Le Parquet national financier a ouvert le 19 mai 2026 une enquête préliminaire visant Dominique de Villepin, ancien ministre des Affaires étrangères et ancien Premier ministre, pour “recel de détournement de fonds publics et toutes infractions connexes.” En cause : deux statuettes de Napoléon — un buste et une figurine — reçues en cadeau alors qu’il occupait le quai d’Orsay entre 2002 et 2004, et conservées pendant près de vingt ans avant d’être récemment restituées.
C’est le lobbyiste Robert Bourgi, figure bien connue de la Françafrique, qui a mis le feu aux poudres dans l’émission Complément d’Enquête diffusée sur France 2 le 30 avril dernier. Il a affirmé avoir servi d’intermédiaire pour transmettre ces cadeaux, financés par deux personnalités extérieures à la France : Blaise Compaoré, alors président du Burkina Faso, et l’homme d’affaires italien Gian Angelo Perrucci.
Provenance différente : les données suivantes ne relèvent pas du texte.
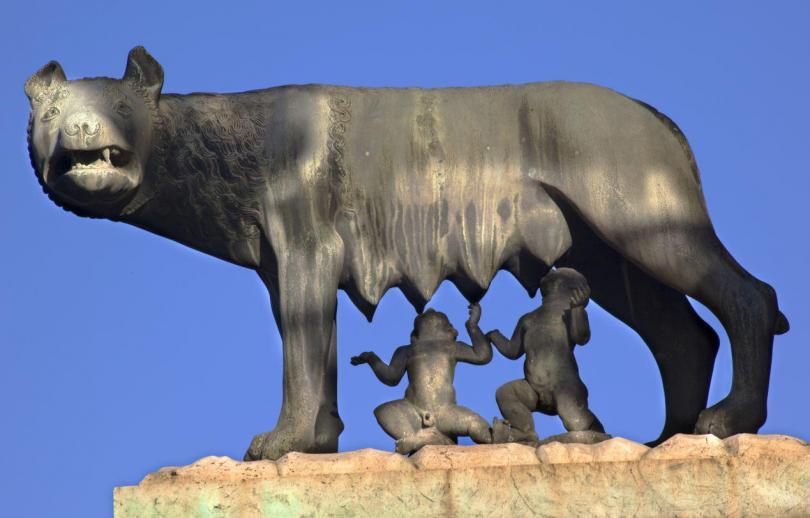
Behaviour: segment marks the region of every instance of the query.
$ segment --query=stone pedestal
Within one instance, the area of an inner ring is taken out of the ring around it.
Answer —
[[[207,457],[115,489],[115,516],[810,516],[810,446],[781,435],[678,435]]]

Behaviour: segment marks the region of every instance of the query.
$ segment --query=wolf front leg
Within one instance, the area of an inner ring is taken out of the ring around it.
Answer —
[[[275,429],[253,439],[245,460],[337,451],[343,431],[335,325],[341,257],[335,243],[287,249],[277,256],[275,272],[259,273],[283,341],[284,393]]]

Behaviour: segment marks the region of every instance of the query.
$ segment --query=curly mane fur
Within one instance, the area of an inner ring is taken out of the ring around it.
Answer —
[[[166,95],[162,128],[147,183],[192,234],[228,240],[258,234],[259,197],[267,168],[263,147],[266,107],[250,96]]]

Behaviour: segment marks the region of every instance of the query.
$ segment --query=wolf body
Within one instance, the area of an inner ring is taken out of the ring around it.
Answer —
[[[654,108],[589,84],[301,85],[161,94],[142,48],[122,80],[32,76],[29,146],[46,192],[256,270],[284,347],[275,430],[246,457],[335,451],[335,308],[371,319],[400,288],[421,311],[444,279],[478,300],[500,269],[533,295],[554,266],[634,330],[661,371],[674,433],[755,432],[766,416],[773,289],[717,238],[685,137]],[[706,409],[718,347],[728,397]]]

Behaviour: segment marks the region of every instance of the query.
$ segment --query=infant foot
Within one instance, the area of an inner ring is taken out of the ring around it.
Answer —
[[[512,426],[505,419],[492,419],[492,444],[503,444],[510,442]]]
[[[411,455],[418,451],[422,446],[432,445],[451,445],[456,444],[456,441],[444,435],[436,429],[435,426],[422,428],[416,433],[405,436],[396,442],[396,451],[402,455]]]
[[[492,420],[492,443],[503,444],[507,442],[537,442],[534,431],[524,432],[513,427],[506,419]]]

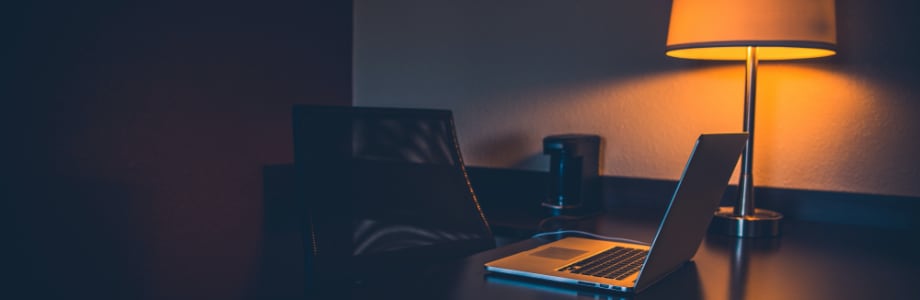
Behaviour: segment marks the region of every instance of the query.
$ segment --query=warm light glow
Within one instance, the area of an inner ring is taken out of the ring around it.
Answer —
[[[821,48],[757,47],[758,60],[789,60],[817,58],[834,55],[836,51]],[[747,46],[708,47],[668,50],[668,56],[701,60],[745,60]]]
[[[834,55],[833,0],[674,0],[667,55],[705,60],[759,60]]]

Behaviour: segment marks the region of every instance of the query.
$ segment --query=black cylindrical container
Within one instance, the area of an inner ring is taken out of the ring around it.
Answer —
[[[543,138],[543,153],[550,155],[543,206],[553,214],[580,213],[600,207],[600,144],[599,136],[588,134]]]

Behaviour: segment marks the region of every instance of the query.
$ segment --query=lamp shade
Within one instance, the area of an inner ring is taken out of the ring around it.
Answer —
[[[834,0],[673,0],[667,55],[705,60],[803,59],[836,53]]]

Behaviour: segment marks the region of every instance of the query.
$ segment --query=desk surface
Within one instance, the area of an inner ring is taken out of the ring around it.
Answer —
[[[651,240],[655,213],[607,213],[582,222],[607,236]],[[777,239],[711,234],[693,262],[637,295],[500,276],[482,264],[549,240],[527,239],[421,274],[394,275],[354,299],[913,299],[920,279],[912,233],[787,221]],[[342,295],[344,296],[344,295]]]

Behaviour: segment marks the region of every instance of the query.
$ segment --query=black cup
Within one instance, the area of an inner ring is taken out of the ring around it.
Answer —
[[[542,205],[552,214],[577,214],[599,206],[600,144],[599,136],[588,134],[543,138],[543,153],[550,155],[550,167]]]

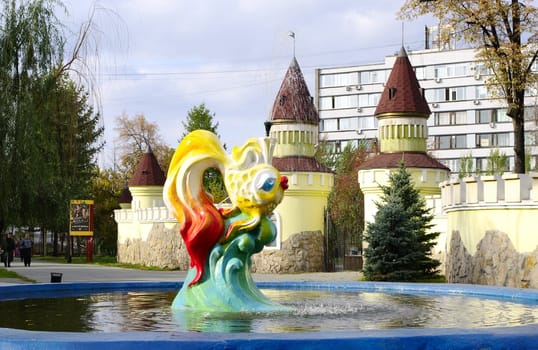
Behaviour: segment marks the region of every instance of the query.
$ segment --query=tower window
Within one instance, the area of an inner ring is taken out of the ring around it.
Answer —
[[[396,88],[395,87],[389,88],[389,100],[392,100],[394,98],[394,95],[396,95]]]

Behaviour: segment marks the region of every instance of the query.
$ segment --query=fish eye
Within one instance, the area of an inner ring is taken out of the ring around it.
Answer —
[[[275,182],[276,182],[275,180],[276,179],[274,177],[271,177],[265,180],[262,185],[262,190],[264,190],[265,192],[271,191],[273,187],[275,187]]]
[[[258,173],[256,179],[254,180],[256,188],[264,192],[270,192],[271,190],[273,190],[276,183],[276,174],[268,170]]]

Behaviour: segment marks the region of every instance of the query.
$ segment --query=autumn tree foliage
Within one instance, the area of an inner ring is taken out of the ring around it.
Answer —
[[[358,168],[366,159],[366,147],[347,145],[335,159],[334,186],[327,209],[334,225],[329,250],[348,244],[361,246],[364,228],[364,201],[358,181]],[[335,255],[332,251],[331,255]]]
[[[114,129],[118,133],[116,138],[118,154],[115,155],[119,158],[117,170],[123,173],[125,179],[132,176],[142,154],[150,148],[163,171],[167,172],[174,149],[163,141],[156,123],[148,121],[143,114],[133,117],[122,114],[116,117]],[[116,163],[116,160],[114,162]]]
[[[536,82],[538,10],[525,0],[407,0],[400,17],[433,15],[441,37],[455,35],[478,48],[477,59],[491,72],[488,89],[507,103],[514,128],[514,172],[525,172],[525,89]]]

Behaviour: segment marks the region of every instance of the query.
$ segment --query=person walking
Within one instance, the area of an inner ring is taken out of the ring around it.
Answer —
[[[6,257],[4,260],[5,267],[11,267],[13,261],[13,252],[15,251],[15,240],[13,239],[13,233],[9,232],[6,238]]]
[[[33,245],[33,242],[30,239],[30,235],[29,234],[24,235],[24,238],[20,242],[20,247],[19,247],[21,251],[22,260],[24,262],[24,266],[30,266],[30,264],[32,263],[32,245]]]

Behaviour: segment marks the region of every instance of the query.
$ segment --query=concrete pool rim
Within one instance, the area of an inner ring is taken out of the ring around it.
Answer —
[[[181,282],[79,282],[0,286],[0,300],[128,290],[179,290]],[[538,290],[465,284],[393,282],[258,282],[259,288],[379,291],[465,295],[538,305]],[[40,332],[0,328],[2,349],[324,349],[335,346],[383,349],[536,349],[538,324],[478,329],[416,328],[303,333]],[[38,346],[38,347],[36,347]]]

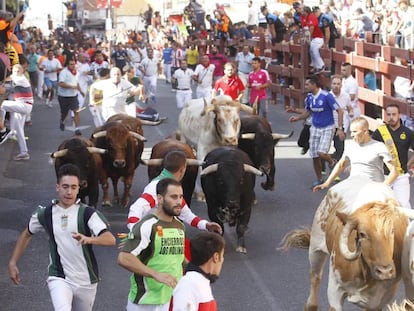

Les deux statuettes auraient été achetées respectivement 75 000 et 50 000 euros, soit une valeur totale de 125 000 euros selon Bourgi — une estimation que l’entourage de Villepin conteste, affirmant que leur valeur réelle est “quatre à cinq fois inférieure.”
Dominique de Villepin avait pris les devants dès le 10 mai en reconnaissant publiquement sur France Inter avoir commis “une erreur” en acceptant ces présents. “C’était une erreur. Je n’aurais pas dû les accepter”, avait-il déclaré, invoquant l’absence d’encadrement réglementaire de ces situations à l’époque. Les statuettes ont depuis été rendues.
L’ouverture de cette enquête préliminaire intervient dans un contexte politique particulièrement chargé pour l’ancien Premier ministre, considéré comme un candidat potentiel à l’élection présidentielle de 2027. Une enquête du PNF ne signifie pas une mise en examen, mais elle place Villepin sous une surveillance judiciaire au moment où il cherche à construire sa crédibilité pour une nouvelle candidature.